I'm happy to offer my own insight into the poem, but I wasn't able to find a study guide about the whole poem. The speaker of the poem is an old man who has obviously retired and has time on his hands to “. . . sit up half the night” with a friend. In the poem, the speaker has accepted his own mortality, and he’s sharing his fears with us. In the first stanza, the speaker feels it is safe to tell people that he sees ghosts because others will just blame his old age and not take him seriously. This is what he means when he says “Because there is safety in derision”. In the second stanza, the speaker enjoys sitting up for half the night talking with a friend, but he wants the friend to be someone who is good at covering up his real feelings about the speaker when he seems to become lost in his own thoughts and makes no sense when he talks.
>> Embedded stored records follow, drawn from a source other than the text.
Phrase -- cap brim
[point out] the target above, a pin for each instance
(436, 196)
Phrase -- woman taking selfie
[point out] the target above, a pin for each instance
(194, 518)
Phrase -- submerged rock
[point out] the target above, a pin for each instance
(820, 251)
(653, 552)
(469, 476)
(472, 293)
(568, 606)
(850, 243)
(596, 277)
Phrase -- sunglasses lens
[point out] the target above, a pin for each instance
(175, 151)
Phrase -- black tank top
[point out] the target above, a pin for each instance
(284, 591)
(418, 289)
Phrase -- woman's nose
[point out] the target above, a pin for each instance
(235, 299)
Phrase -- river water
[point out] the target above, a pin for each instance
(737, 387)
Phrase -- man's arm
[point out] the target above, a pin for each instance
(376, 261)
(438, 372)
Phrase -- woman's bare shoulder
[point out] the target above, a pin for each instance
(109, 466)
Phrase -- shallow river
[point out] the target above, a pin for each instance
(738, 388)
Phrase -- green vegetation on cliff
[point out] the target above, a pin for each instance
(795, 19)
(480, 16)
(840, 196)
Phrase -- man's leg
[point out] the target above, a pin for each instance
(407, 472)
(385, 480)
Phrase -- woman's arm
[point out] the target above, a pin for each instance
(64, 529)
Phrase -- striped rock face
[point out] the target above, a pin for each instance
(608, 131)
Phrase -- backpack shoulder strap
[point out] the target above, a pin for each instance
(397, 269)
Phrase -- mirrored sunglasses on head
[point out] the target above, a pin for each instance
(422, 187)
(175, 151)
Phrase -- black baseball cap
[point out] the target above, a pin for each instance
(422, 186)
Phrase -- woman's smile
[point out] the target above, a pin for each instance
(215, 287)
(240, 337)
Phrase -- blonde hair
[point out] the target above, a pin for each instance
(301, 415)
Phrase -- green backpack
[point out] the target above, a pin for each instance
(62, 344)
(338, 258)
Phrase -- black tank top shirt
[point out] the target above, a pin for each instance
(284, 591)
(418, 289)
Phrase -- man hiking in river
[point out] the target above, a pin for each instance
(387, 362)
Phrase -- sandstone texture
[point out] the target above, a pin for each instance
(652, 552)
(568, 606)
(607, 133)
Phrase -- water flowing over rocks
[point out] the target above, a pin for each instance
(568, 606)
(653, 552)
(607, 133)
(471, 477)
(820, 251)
Basically, the speaker wants someone to keep him company and just to listen to him. In the third stanza, the speaker explains to us why he makes up stories about seeing ghosts and why he needs someone to sit up with him at night. The speaker is afraid of death because he’s afraid of the unknown. He treasures each day, and each day of life gives him the strength to withstand his fears of “Night”, but sometimes he needs a friend to help him get through the night and help him deal with his fears. The last two lines of each stanza which is repeated lets us know that the old man doesn’t really see ghosts because the worst apparition he’s seen is that of “a coat upon a coat-hangar”. By telling people that he has seen ghosts, he gets people to spend time with him and perhaps feel sorry for him because they think he’s losing it, possibly feeling he is close to dying himself. I feel the speaker chooses to see ghosts because they are also an unknown fear that anyone could have. The only way for the speaker to relate his fear of death is to compare it to the fear most people would feel if they saw a ghost, much less fifteen of them. Seeing fifteen ghosts expresses the speaker’s depth of his fear of death.
There are several literary devices in the poem. The last two lines of each stanza, of course, are an example of repetition. There is alliteration, a repetition of consonant sounds, also found in the poem. For example, the “s” sound as it is used in the word hiss is found throughout the poem. The letter “s” with a “z” sound is found in the words “because”, “derision”, and “plausible”, among others. “The coat upon a coat-hangar” is a metaphor for an apparition. In the first stanza, each two lines rhyme, except for the last two lines. The third stanza follows the same rhyme scheme as the first stanza. Yet, in the second stanza, only the first two lines rhyme. Night is personified in stanza three as it is capitalized and then referred to as “her”. The apparitions are a symbol of the speaker’s fear of death.
I hope this helps, and if you have any further questions, don’t hesitate to ask.